Album Reviews

Alias Kid – Revolt To Revolt

(359) UK release date: 25 May 2015

alias-kid-revolt-to-revolt Smashing car windscreens, incurring fines, egging politicians – the “characters the music industry is missing” (according to ex-Creation maestro Alan McGee), Alias Kid, are certainly doing their best to support claims that they’re the new bad boys of rock. Their emergence hasn’t gone unnoticed by others either, with Kasabian’s Tom Meighan claiming that “this band is what rock ‘n’ roll needs”.

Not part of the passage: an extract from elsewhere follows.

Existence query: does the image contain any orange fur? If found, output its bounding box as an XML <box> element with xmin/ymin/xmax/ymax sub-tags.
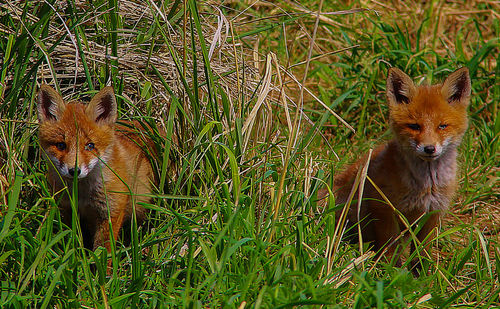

McGee signed them to his latest label – 359 Music – barely six months after their formation, and with such a renowned manager on the touchline, the football loving working class heroes-in-waiting are indeed a much needed riposte to the overbearing middle class bands that remain dominant just about everywhere you look these days.

Alias Kid have already supported another band on McGee’s management roster, The Jesus And Mary Chain on their Psychocandy tour, and will soon be heading off with Shaun Ryder’s reformed Black Grape after they met the band at Bez’s electoral campaign, and it’s with the plethora of Manchester bands of the past where these boys mingle. Growing up as fans of McGee’s biggest legacy – Oasis – as well as Primal Scream and The Stone Roses amongst others, and with Inspiral Carpets’ Clint Boon plus Oasis’ Bonehead other well known supporters, there is a strong Mancunian presence that seeps indelibly into their output.

Revolt To Revolt was recorded in the Glasgow studio of Paul Quinn, Teenage Fanclub’s drummer, who has most recently been seen behind the kit for a reformed Andy Bell-less Hurricane #1, another ex-Creation act. With both Quinn and Kevin Burleigh (Glasvegas) producing the debut, the raw edge synonymous with new bands staking a claim to be the next people’s champions, though, is perhaps more polished than usual.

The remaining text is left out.